Ответ Гексли начинается возгласом замешательства; «Придется мне надеть самые сильные очки и самый мудрый судейский колпак». Недаром, видно, дарвиновское изложение пангенезиса поныне считается образцом невразумительности. По зрелом размышлении Гексли рассудил: не сжигать и не издавать. Теория в высшей степени предположительна. Кроме того, нечто очень похожее было разработано Бюффоном.
Снова опередили! Дарвин смиренно благодарит друга. «Было бы крайне неприятно, если бы оказалось, что я, сам того не зная, публично выдал взгляды Бюффона за свои; теперь я достану его книгу. И постараюсь убедить себя не выступать по этому вопросу в печати». Гексли великодушно ободряет его. Он не хотел сказать, что отвергает идею Дарвина безоговорочно. «Пройдет полвека, и кто-нибудь, роясь в Ваших бумагах, наткнется на „Пангенезис“ и скажет: „Поглядите, как бесподобно человек предвосхитил наши новейшие теории, а этот осел Гексли не дал ему опубликовать свои взгляды“».

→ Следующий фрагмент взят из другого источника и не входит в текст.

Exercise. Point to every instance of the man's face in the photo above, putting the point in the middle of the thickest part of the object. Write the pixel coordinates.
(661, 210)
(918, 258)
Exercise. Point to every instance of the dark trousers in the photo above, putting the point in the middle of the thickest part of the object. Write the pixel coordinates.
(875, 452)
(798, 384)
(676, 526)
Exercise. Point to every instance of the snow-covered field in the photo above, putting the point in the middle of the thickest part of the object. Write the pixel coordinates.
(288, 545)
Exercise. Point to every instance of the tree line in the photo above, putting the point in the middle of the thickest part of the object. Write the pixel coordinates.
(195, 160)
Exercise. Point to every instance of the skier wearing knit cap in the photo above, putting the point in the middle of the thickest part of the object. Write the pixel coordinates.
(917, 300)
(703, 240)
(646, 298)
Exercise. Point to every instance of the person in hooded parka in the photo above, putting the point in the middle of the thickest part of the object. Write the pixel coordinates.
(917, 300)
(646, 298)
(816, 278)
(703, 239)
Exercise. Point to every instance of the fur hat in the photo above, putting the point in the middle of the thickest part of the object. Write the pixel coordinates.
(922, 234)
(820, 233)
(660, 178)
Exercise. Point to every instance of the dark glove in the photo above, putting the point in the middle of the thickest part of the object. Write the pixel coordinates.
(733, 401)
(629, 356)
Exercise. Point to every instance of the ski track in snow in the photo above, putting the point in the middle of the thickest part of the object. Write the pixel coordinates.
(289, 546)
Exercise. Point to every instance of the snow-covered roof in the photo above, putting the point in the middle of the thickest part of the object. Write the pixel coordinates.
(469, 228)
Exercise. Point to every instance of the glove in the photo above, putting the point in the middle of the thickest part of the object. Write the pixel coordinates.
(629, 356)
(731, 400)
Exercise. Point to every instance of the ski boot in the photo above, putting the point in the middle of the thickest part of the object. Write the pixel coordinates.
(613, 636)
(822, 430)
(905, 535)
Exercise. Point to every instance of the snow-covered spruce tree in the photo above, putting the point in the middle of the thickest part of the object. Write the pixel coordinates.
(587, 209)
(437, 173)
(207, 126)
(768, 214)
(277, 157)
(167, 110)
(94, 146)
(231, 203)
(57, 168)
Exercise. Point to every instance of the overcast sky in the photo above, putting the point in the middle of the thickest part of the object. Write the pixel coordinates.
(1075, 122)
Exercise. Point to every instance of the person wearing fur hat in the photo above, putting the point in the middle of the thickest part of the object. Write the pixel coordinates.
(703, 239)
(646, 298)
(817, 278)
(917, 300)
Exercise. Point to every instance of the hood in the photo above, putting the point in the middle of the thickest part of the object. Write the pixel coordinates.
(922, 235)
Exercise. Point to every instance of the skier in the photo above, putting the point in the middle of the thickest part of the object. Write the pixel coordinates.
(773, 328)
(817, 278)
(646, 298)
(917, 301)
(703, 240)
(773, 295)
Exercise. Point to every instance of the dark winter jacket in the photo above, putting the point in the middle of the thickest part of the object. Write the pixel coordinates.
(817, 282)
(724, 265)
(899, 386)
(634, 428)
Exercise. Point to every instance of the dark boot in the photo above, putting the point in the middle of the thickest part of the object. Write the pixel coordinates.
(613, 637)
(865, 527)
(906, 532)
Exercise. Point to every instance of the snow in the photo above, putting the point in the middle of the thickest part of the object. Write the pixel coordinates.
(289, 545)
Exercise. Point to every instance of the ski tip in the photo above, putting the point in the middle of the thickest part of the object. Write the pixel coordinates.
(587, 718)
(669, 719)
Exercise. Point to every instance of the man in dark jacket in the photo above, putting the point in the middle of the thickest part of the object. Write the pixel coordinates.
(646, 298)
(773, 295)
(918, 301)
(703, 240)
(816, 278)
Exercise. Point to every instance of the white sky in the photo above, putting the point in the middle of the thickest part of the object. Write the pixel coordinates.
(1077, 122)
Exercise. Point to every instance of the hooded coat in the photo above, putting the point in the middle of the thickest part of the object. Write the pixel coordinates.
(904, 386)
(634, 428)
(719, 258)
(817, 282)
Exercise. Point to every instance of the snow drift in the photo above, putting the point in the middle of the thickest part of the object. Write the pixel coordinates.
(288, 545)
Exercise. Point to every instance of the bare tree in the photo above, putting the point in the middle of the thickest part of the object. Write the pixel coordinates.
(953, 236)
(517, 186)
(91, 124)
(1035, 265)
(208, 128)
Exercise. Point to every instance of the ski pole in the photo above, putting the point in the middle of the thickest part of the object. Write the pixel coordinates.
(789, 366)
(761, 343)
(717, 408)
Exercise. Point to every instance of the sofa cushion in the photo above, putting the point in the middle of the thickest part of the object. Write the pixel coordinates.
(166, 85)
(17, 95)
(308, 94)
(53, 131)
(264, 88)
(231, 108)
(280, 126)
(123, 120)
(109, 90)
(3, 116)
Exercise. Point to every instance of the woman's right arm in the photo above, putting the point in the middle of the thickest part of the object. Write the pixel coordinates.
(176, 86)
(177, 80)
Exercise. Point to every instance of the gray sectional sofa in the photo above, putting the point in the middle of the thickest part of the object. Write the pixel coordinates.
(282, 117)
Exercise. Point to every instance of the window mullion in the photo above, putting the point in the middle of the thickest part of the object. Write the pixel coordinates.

Дарвин мгновенно воспрянул духом. Теперь он был даже способен видеть недоразумение с Бюффоном в забавном свете. «Прочел Бюффона: право, смешно — целые страницы совсем как у меня». Но обнаружилось и коренное различие. Дарвин полагает, что все-таки не удержится и напечатает свой труд, но обставит это как можно более непритязательно и скромно. Через год он предупредил Уоллеса, чтобы тот не ждал от «Пангенезиса» слишком многого, а чуть ли не перед самым выходом книги в свет удрученно признался Геккелю, что ее вряд ли стоит переводить. «Жизнь естествоиспытателя протекала бы куда счастливей, если бы приходилось лишь наблюдать и ничего не писать», — заметил он Ляйеллу.
Двухтомная работа «Изменения растений и животных под влиянием одомашнивания» вышла 30 января 1868 года. И что же? Дарвина уже предварили. Лишь незадолго до того некий монах из Моравии завершил в своем монастырском саду основополагающие опыты по генетике. Поставив себе целью выявить механизм наследственности при неизменном влиянии среды, Грегор Мендель вполне обдуманно избрал предметом своих исследований обычный горох. Горох сравнительно быстро созревает, и потому несколько поколений можно изучить за короткий срок. Он самоопыляемое растение, но легко скрещивается, так что каждое скрещивание поддается оценке. Его потомство многочисленно, и это позволяет вести статистический учет. И к тому же различия у сортов представлены ярко выраженными признаками.
Мендель скрещивал разные сорта гороха: с желтыми и зелеными семенами. Семена у гибрида получались сплошь желтые. Потому признак желтого цвета семян он назвал доминантным, а зеленого — рецессивным. От 258 высеянных горошин желтосеменных гибридов он получил 8023 горошины, из которых 6022 были желтые и 2001 была зеленая — иными словами, он получил пропорцию 3:1, обычную для каждой пары признаков — доминантного и рецессивного. Рецессивный ген, или определитель признака, проявлялся во втором гибридном поколении всякий раз, как по законам случайности сочетался с другим рецессивным геном.